||Boudry Pierre, Bedier Edouard, Ernande Bruno, Degremont Lionel
||International Workshop on Summer Mortality of Marine Shellfish
||Survival, Growth, Genetic parameters, Summer mortality, Selection, Genetic, Crassostrea gigas, Pacific oysters
||The multidisciplinary program "MOREST" aims to improve our understanding of causes of summer mortality in Crassostrea gigas juveniles in France and to reduce its impact on oyster production. As part of this program, four successive generations of families were bred between 2001 and 2005 in our research hatchery in La Tremblade. Survival and growth were recorded in the field in three sites along the French coast (Ronce, Rivière d'Auray and Baie des Veys). The first generation (44 full-sib families nested within 17 half-sib families) was tested during summer 2001 to assess to what extent genetic variability exists for spat survival. An important genetic basis was found (estimated narrow-sense heritability among sites = 0.83 ± 0.40). In contrast, lower genetic variation was observed for growth. From 2002 to 2005, response to selection for high or low survival was examined in several sets of outbred and inbred lines. Survival of the different progenies was determined to estimate realized heritability of survival and the repeatability of the response to selection over successive summers. High realized heritability for survival of selected lines, monitored separately or mixed together, confirmed the results obtained in the first generation. The relative survival performance of inbred lines over 3 successive generations of inbreeding tested in Ronce was highly repeatable.
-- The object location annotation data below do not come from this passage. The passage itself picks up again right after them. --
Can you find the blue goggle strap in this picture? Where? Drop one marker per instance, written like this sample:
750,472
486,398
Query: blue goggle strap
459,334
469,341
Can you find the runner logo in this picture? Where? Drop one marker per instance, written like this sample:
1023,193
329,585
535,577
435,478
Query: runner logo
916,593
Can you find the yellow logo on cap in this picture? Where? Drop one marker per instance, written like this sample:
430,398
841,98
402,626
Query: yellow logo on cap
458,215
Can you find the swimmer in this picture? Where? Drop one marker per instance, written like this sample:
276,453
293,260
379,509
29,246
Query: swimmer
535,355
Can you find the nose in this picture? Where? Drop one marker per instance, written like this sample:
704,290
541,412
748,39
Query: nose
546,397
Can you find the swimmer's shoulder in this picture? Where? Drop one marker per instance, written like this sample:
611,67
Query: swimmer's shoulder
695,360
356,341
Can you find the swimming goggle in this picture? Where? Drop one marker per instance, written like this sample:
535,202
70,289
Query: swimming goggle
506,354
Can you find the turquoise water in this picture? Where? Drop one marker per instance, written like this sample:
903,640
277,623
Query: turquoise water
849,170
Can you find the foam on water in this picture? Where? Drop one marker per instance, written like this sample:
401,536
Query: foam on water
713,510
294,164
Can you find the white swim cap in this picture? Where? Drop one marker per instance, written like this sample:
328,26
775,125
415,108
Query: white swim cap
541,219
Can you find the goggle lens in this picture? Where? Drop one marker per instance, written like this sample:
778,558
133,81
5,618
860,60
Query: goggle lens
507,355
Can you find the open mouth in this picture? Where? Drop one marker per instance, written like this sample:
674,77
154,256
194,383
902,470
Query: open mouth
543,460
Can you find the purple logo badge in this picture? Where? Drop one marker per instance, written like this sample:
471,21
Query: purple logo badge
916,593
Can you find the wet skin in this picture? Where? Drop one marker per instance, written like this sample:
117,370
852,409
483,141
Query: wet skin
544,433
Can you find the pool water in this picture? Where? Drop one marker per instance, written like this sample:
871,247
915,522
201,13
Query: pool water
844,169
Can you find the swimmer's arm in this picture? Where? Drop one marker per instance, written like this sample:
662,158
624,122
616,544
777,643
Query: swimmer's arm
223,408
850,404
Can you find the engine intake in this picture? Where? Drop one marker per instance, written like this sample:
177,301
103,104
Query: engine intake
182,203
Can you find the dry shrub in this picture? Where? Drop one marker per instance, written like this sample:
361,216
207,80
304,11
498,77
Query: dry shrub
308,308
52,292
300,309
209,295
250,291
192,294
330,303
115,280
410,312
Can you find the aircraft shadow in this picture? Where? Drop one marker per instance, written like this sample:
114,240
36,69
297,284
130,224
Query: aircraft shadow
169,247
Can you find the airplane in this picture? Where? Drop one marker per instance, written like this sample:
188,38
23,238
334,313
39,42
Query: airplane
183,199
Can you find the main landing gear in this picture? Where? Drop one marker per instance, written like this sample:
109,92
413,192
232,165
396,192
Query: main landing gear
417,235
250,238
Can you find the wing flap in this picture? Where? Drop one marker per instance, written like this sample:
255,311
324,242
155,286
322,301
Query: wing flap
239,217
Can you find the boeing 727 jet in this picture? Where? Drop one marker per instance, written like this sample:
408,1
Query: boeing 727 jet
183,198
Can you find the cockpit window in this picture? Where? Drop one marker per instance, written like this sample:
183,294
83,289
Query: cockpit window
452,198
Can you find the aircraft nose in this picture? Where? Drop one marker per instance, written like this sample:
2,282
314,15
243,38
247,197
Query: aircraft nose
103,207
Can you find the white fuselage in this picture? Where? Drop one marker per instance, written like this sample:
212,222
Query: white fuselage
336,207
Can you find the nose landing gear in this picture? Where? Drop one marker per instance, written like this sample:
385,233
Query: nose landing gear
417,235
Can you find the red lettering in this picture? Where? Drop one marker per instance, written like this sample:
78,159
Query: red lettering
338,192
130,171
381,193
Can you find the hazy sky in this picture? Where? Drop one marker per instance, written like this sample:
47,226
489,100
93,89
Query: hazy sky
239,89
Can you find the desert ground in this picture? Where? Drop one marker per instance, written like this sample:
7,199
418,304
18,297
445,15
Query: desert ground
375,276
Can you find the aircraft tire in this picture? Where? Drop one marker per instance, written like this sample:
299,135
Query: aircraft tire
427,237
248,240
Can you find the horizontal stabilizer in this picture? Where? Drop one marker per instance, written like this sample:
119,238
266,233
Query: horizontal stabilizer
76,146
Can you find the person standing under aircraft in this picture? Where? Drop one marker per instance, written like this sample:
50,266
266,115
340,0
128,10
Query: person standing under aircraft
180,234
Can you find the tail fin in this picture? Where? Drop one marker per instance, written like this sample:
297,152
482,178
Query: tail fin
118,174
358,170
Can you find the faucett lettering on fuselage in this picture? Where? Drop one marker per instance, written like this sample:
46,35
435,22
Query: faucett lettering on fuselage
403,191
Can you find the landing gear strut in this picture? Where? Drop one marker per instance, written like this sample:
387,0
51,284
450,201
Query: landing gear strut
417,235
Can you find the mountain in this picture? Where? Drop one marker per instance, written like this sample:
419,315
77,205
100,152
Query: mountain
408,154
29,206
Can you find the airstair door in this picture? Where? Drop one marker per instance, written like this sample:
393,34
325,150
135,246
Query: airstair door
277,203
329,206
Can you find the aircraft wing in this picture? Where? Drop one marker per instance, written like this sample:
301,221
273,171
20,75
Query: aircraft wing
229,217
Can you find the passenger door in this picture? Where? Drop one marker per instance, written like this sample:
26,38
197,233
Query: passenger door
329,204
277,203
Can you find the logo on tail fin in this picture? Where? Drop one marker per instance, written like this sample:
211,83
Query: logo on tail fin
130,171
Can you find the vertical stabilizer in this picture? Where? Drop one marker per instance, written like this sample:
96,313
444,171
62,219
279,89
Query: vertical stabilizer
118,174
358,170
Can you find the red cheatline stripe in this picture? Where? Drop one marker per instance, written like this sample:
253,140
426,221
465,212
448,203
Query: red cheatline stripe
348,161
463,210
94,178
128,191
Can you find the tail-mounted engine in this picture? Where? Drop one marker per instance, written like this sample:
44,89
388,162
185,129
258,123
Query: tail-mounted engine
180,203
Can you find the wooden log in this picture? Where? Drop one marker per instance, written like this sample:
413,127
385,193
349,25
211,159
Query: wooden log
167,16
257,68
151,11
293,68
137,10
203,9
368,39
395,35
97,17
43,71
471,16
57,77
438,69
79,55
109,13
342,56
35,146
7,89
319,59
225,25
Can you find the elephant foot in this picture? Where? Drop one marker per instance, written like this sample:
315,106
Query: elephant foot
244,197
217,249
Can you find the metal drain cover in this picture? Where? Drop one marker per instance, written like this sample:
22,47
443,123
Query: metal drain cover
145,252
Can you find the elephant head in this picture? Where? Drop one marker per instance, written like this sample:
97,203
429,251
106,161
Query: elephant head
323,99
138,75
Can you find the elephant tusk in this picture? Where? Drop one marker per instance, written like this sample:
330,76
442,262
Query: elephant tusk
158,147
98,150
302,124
Survival during the second summer was generally high, except in Baie des Veys where high selected lines ("R") showed better survival than low selected lines ("S"), indicating a positive genetic correlation between survival in the first and second summers. Survival of selected lines was also tested under nursery conditions. In most cases, survival rates under nursery conditions were highly correlated with results from the field. No correlated response was observed between survival and growth in the field, indicating the absence of a genetic trade-off between these two traits. Alternatively, relationships between reproductive allocation and survival (i.e. trade-offs) might explain why a high genetic variance for survival appears to be maintained in the wild. Overall, our results strongly suggest that the establishment of a family-based breeding program to improve spat survival would be successful.